Complex tasks often require more complex network structures. For generative AI network, tasks need to be parallelized and segmented, as shown in Fig. 5c. Numerous OPUs could simultaneously process computational tasks from the edge node and send the results back, with each OPU handling a specific convolution task within a layer of the network. In the experiment, a convolutional neural network was trained to handle various tasks including season transfer (winter to summer; summer to winter) and semantic segmentation, as shown in Fig. 5f. Additionally, three other tasks are demonstrated in Supplementary Note 8: object generation, mapping aerial photos, and depth estimation. Subsequently, OPUs were used to validate the processing results for these tasks.

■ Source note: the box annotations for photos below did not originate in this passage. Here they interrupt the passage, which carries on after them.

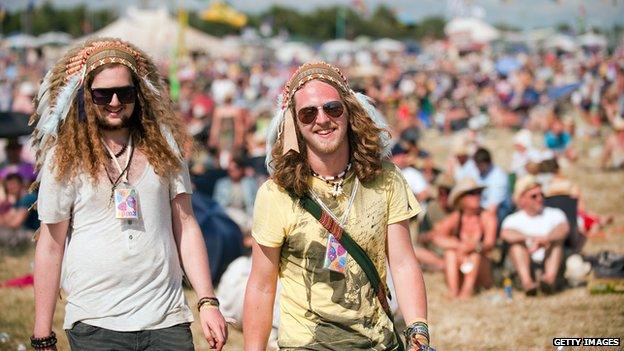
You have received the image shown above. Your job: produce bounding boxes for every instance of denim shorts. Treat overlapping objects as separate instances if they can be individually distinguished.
[65,322,195,351]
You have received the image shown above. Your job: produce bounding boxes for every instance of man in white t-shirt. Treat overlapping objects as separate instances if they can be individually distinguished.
[501,175,569,296]
[31,38,227,351]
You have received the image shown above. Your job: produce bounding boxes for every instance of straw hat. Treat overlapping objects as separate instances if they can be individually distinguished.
[513,129,533,149]
[613,117,624,131]
[433,173,455,189]
[513,175,540,204]
[451,137,470,156]
[564,254,591,286]
[449,178,485,207]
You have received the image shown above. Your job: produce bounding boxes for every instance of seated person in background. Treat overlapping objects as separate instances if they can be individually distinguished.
[539,158,613,242]
[501,175,569,296]
[601,117,624,169]
[433,179,496,298]
[0,139,37,187]
[411,174,455,271]
[446,136,479,182]
[392,150,431,204]
[473,148,511,220]
[0,173,39,246]
[511,129,541,178]
[544,118,576,161]
[213,157,258,238]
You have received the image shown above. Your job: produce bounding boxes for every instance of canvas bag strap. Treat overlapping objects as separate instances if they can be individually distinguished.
[290,192,405,351]
[291,194,394,321]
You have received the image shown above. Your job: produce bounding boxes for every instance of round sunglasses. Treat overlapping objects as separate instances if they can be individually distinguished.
[91,86,136,105]
[297,101,344,124]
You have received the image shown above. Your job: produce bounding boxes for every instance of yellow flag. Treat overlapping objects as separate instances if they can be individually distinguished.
[201,1,247,28]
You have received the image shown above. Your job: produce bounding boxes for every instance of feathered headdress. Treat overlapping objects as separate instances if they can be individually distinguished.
[29,38,180,187]
[266,61,391,174]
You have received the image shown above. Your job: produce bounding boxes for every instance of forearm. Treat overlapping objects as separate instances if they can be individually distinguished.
[33,225,67,337]
[387,220,427,325]
[178,223,215,298]
[501,229,526,244]
[548,222,570,242]
[390,254,427,325]
[432,233,461,250]
[243,275,276,351]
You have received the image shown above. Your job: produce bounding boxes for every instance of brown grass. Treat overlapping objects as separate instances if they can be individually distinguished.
[0,130,624,351]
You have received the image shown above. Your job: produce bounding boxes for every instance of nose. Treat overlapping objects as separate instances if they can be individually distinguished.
[315,106,332,124]
[108,93,121,106]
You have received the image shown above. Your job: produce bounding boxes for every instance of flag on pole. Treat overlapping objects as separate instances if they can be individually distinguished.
[200,0,247,28]
[169,8,188,101]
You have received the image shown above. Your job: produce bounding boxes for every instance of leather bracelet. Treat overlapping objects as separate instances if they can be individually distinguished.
[30,331,57,350]
[403,321,430,346]
[197,297,219,311]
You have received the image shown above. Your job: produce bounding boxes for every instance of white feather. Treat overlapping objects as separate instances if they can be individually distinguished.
[265,94,286,175]
[142,76,160,96]
[37,74,81,136]
[354,93,392,159]
[160,125,182,160]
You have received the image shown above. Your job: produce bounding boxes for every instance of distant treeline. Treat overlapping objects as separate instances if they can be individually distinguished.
[0,2,445,40]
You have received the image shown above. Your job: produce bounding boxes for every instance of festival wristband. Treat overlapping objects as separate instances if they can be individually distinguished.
[197,297,219,311]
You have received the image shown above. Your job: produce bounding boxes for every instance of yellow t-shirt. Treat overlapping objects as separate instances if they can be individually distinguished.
[252,163,420,350]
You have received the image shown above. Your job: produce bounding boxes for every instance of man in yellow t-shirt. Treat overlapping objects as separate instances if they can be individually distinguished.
[243,62,429,350]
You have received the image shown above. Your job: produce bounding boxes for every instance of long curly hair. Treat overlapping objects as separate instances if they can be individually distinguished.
[33,38,189,184]
[271,78,389,196]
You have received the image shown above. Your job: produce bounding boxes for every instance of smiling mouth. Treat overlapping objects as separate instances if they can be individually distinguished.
[106,107,123,113]
[314,128,335,136]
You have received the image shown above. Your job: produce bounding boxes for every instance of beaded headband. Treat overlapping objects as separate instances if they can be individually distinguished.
[29,38,180,187]
[266,61,390,174]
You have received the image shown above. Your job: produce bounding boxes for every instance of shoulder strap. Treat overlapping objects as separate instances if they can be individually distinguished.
[291,194,394,321]
[290,192,405,351]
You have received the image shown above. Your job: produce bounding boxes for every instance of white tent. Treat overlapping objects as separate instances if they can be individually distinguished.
[371,38,405,52]
[544,34,578,52]
[80,7,221,60]
[6,33,37,49]
[576,32,608,48]
[444,17,500,44]
[321,39,359,55]
[37,32,72,46]
[273,41,315,63]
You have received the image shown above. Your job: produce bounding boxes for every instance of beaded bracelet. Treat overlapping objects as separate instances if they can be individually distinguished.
[30,331,57,350]
[197,297,219,311]
[403,321,430,346]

During the experiment, one OPU handled the computations for the network’s first layer, while the computations for other layers were conducted on a computer according to the precision capabilities of the photonic devices. More detailed results are provided in Supplementary Note 8 to further validate the rationale of this approach. With the first layer comprising 64 nodes, the resulting waveforms produced 64 feature convolutional matrix outputs, each containing the extracted hierarchical features of the input image. The output from the first node, corresponding to the red channel of a map image, is illustrated in Fig. 5d. The comparison between the predicted and the measured waveforms reveals a root mean square error of 0.0304. To fully validate the computing performance, images were processed through the first computational layer. This layer consists of 64 nodes, each performing 64 convolutions across the three color dimensions of the images (for grayscale images, only one dimension is involved). The performance comparison between the experiment and simulation results is presented in Fig. 5e, demonstrating that the optical computing system achieves performance comparable to 7-bit precision electronic computing. Also, a selection of the generative AI results is displayed in Fig. 5f, with additional results available in the Supplementary Note 8. In this experiment, to ensure data precision, calculations were conducted at a rate of 10-Gbaud, with each OPU achieving a computational speed of 6×6×6×10 GHz = 0.72TOPS.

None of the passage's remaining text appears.